Respecting Other People’s Time


 

I grew up in a home where being late was not an option.  If we had to be at a certain place at 3:00 p.m., then we were at that certain place at 3:00 p.m.  For a short time, I believed that everyone was like that.  I believed that no one was late, that everyone arrived on time, etc.  I’m not 100% sure when I actually started to notice people being late, but I see it all the time!  I remember one event at church that sticks in my memory.  Our minister had already started, all the families were in the pews listening attentively.  I distinctly remember a certain family coming in during the sermon.  How and why I remember them is by the way they came in.  Not only were they late (imagine – on a Sunday being late!), they did not sneak in quietly and sit at the back.  No sir – they walked right in, down the center aisle and sat very close to the front.  While our minister went on (and I’m pretty sure he was not impressed), this family got themselves settled (and they were not quiet) and carried on as if nothing happened.  To this day, it still irks me that they had the audacity to walk right in and disrupt the entire sermon.

In my past life as an elementary school teacher, it used to drive me batty when kids were consistently late.  One example would include a student named Johnny (not his real name).  Class would  be started, we had  completed our morning routine and started on the morning lesson and little Johnny would come in, stop at the door and say, “Good morning.  I know I’m late but have I missed anything?”  Really?? Seriously?? You ask this EVERY DAY!  Did this little boy actually think we did nothing and just waited for him to show up?  And if he did think that, where do you suppose he learned that from?  When the discussion of this came up at interview time, Johnny’s mom would say things like, “…mornings are really rushed for us…..I just can’t get Johnny to get his jacket on…..I’m having a hard time waking up…”   Ahh…..the excuses and excuses.  What I really wanted to do was give the mom a shake and say, “Wake up!  You’re the parent, you’re the adult, get it together!”

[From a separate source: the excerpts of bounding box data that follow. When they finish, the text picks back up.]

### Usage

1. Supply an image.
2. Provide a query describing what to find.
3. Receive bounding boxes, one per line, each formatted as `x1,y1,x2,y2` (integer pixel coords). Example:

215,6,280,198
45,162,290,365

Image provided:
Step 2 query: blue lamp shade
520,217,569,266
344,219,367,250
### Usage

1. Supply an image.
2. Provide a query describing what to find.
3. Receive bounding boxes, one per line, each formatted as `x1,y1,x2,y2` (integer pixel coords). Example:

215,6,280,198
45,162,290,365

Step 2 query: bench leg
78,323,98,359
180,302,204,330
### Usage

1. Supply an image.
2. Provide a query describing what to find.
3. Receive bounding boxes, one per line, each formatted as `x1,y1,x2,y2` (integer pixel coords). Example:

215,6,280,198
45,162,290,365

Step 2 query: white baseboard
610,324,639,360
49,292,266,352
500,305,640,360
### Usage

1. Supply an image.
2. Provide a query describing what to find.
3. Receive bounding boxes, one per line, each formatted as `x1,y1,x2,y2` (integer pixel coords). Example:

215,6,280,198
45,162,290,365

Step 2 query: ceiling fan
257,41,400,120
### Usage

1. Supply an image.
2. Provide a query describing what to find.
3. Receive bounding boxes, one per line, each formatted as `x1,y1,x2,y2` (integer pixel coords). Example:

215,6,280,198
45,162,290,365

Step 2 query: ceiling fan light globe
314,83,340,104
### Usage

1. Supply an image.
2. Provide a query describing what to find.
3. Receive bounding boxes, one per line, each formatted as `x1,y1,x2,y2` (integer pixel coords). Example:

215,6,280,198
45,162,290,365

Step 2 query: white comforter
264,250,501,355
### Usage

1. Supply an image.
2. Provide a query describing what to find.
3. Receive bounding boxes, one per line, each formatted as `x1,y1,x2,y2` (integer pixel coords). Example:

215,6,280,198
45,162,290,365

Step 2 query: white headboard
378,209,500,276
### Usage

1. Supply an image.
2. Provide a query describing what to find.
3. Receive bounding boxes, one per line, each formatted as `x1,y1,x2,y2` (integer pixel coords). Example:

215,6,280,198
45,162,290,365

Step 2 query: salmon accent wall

Fast forward to my life as a Professional Organizer.  What I’ve come to know through helping people with time management is that many adults do not have time sense.  Sure, the younger generation can multitask with the best of them, but can they get anything completely done?  Few can – many can’t.  Teaching my clients to be respectful of other people’s time is where we actually start.  For some of you, you may think this sounds a bit silly.  It’s actually surprisingly alarming!   If, as a child, you were never taught the value of time, how would you know that wasting other people’s time is considered selfish and careless?  In today’s busy work environment, no one likes to have time wasted.  Here are a few quick tips on respecting other people’s time:

  1. If you are running late, communicate that to the people waiting as soon as you can.  We all know life is not perfect.  There are car accidents, there’s rush-hour, there’s life!  Have the courtesy and make the call.   Apologize for the delay and perhaps offer the option of re-scheduling.
  2. Be efficient – have an agenda, a set start and finish time and use that as your guide.  Nothing worse that a meeting lasting 2 hours that could have taken 30 minutes.
  3. Allow for transition time – whether you are going from one meeting to the next or meeting a couple of clients in a day, allow some time in between.   Never schedule meetings back to back.  I typically suggest at least a 15 minute break in between meetings (if no travel is required)

Time is precious and people do not like to have it wasted.  Once you have wasted time, you will never get it back.  It’s just not possible!  Choose to be respectful and courteous of other people’s time.  You’ll be happy you did!